Quem matou Eloá?: a mídia e a violência contra a mulher

Na CartaCapital

Foi um “crime de amor”, um “crime passional”, diziam os noticiários em outubro de 2008 sobre os cinco dias em que Lindemberg Alves, o “jovem trabalhador de 22 anos que gostava de jogar futebol e teve uma crise de ciúmes”, manteve Eloá Cristina Pimentel, 15 anos, em cárcere privado sob constante ameaça e violência.

As 100 horas em que ela ficou presa foram transmitidas por diversos canais da tevê aberta, em tempo real, com ar de filme de ação. O desfecho se deu no dia 17, quando a polícia invadiu o apartamento e Lindemberg matou a ex-namorada com um tiro na cabeça e outro na virilha.

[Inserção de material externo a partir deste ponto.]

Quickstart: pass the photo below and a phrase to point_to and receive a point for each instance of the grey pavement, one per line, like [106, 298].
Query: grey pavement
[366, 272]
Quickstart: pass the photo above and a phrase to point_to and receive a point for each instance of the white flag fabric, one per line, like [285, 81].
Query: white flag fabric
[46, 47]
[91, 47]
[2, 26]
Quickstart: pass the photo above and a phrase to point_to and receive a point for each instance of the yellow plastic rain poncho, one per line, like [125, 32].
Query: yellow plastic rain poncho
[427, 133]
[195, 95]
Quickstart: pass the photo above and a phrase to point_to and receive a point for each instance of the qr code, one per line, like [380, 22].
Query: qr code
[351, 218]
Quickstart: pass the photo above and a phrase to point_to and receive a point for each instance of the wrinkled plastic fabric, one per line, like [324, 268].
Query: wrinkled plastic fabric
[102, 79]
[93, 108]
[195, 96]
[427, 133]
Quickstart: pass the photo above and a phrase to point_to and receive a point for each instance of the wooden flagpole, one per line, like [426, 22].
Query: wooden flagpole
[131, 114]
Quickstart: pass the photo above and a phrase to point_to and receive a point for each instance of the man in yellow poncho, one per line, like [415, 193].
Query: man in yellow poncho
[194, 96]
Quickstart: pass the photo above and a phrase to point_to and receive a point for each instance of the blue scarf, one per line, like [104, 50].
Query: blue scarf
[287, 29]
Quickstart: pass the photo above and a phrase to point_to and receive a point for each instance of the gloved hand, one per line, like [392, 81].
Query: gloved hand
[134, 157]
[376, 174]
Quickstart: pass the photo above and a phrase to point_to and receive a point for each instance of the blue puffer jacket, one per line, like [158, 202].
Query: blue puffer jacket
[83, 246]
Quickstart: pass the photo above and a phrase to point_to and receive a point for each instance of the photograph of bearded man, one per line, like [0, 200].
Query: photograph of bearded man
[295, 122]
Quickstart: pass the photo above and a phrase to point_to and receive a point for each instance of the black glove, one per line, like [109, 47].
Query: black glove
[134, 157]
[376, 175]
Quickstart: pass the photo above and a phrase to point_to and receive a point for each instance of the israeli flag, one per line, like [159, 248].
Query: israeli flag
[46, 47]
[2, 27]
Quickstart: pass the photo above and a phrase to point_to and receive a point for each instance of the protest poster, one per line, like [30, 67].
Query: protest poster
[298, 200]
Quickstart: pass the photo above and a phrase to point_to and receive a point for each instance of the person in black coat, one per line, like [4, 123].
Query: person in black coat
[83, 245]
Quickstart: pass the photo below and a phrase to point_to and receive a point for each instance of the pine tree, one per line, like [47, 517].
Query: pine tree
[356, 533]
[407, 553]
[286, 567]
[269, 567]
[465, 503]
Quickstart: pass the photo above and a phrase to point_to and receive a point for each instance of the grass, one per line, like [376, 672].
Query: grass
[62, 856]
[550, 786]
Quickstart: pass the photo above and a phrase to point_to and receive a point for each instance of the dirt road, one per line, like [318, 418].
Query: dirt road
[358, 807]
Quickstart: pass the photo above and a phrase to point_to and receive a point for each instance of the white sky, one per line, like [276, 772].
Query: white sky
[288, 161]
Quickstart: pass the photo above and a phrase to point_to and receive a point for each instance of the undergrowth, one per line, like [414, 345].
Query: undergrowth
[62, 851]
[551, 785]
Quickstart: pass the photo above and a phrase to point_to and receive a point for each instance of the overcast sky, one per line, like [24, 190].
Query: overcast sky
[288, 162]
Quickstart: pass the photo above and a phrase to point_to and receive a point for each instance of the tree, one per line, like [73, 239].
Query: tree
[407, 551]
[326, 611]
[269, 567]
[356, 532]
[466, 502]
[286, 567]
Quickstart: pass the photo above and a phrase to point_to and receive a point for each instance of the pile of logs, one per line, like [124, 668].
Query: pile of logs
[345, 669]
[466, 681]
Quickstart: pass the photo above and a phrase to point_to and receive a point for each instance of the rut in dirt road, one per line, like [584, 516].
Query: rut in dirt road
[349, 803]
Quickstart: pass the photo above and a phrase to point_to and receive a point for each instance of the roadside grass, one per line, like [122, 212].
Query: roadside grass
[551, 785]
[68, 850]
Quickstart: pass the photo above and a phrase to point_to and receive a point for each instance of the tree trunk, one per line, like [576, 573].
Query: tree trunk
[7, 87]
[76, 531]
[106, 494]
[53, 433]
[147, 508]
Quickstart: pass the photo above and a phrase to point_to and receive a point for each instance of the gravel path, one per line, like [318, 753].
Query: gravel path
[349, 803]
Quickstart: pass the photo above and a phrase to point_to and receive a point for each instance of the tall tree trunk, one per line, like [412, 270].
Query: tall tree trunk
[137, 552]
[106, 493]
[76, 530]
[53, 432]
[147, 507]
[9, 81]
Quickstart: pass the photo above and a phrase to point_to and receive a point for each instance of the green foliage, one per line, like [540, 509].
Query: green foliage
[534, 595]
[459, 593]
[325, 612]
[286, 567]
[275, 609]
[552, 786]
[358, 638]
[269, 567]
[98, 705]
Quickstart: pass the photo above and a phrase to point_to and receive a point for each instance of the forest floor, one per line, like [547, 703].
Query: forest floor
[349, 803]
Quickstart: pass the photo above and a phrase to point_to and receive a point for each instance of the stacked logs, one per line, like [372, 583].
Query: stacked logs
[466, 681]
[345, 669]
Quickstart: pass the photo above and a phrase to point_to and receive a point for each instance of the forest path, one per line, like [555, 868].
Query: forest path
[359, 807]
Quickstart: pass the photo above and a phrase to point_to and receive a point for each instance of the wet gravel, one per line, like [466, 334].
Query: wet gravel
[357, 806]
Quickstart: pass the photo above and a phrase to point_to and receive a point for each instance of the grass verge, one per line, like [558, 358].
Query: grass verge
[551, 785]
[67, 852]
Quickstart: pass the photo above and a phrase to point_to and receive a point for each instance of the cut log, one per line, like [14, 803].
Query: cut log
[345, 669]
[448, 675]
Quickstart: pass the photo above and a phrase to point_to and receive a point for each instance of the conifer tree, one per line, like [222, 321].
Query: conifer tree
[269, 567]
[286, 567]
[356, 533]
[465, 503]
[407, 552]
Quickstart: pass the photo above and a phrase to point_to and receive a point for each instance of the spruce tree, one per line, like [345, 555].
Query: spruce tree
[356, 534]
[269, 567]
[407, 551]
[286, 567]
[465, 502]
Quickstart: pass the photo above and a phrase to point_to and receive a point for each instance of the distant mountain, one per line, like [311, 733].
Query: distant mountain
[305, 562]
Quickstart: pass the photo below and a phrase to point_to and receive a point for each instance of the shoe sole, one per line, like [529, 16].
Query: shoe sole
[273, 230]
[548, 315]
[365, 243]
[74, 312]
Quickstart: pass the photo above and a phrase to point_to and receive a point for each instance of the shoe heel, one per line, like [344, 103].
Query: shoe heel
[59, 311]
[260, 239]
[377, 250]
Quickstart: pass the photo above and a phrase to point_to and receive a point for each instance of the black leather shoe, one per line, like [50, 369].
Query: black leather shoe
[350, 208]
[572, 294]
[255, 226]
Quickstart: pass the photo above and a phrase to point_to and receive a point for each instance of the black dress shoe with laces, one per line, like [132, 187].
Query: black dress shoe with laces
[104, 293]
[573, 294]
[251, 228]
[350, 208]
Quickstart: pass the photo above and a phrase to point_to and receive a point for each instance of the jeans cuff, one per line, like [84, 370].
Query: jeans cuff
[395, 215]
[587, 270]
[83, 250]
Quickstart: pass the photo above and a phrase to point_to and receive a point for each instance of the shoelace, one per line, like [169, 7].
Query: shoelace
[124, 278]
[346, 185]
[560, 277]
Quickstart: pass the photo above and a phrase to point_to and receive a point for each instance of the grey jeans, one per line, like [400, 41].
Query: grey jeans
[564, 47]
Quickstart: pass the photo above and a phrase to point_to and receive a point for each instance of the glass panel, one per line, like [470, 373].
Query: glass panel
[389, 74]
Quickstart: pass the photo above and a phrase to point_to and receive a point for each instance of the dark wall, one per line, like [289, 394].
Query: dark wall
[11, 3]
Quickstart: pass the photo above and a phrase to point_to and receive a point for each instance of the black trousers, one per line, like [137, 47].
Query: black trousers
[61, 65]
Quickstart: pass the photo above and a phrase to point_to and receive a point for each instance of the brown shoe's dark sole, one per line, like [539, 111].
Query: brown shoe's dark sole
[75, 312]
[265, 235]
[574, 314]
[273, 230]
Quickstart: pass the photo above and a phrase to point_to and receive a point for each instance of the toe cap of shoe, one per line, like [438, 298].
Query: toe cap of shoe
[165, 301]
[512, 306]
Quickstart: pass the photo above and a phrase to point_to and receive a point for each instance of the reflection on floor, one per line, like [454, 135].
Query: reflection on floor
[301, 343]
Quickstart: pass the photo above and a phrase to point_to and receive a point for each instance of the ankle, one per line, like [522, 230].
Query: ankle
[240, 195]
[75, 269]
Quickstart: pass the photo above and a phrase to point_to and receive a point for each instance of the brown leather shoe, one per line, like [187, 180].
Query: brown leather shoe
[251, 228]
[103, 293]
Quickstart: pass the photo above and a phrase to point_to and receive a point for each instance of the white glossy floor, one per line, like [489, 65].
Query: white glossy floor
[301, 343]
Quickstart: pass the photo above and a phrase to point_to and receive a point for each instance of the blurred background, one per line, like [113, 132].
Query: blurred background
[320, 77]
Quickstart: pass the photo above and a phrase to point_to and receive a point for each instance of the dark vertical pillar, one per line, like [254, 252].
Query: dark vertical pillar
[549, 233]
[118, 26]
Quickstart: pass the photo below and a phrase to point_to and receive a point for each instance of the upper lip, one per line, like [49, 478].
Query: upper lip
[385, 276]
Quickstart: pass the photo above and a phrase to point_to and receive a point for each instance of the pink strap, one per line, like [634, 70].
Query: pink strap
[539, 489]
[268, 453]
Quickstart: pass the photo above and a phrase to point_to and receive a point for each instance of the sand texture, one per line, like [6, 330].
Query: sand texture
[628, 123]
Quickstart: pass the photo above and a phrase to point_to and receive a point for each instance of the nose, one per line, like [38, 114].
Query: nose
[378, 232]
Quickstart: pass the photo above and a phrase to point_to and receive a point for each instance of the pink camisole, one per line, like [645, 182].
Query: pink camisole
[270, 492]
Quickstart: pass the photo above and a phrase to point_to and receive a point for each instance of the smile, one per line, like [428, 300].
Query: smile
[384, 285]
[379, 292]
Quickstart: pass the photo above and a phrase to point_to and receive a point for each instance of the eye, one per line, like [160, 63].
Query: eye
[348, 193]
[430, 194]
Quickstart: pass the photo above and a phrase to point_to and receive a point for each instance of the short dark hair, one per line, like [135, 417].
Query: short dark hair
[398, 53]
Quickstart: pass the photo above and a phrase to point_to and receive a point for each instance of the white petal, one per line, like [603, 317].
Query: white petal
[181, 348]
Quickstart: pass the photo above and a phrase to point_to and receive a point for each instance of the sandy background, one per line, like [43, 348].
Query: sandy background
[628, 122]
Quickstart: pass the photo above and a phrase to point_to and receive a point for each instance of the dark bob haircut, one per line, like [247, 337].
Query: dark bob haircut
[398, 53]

Do caso nasceu o documentário “Quem matou Eloá?”, de Lívia Perez, que participou de 16 festivais brasileiros e internacionais, e ganhou cinco prêmios. A proposta da obra é discutir a naturalização da violência contra a mulher e a abordagem da mídia televisiva. 

“Houve uma postura muito machista por parte da imprensa que enalteceu a personalidade do criminoso e romantizou o tipo de crime”, diz a diretora em entrevista a CartaCapital. Ela também afirma que esse tipo de jornalismo é um dos pilares que mantém os altos índices de feminicídio no país.

https://www.youtube.com/watch?v=uY35iu1rX_Q width:700 height:394

CartaCapital: O que a motivou a fazer um documentário sobre o caso de Eloá?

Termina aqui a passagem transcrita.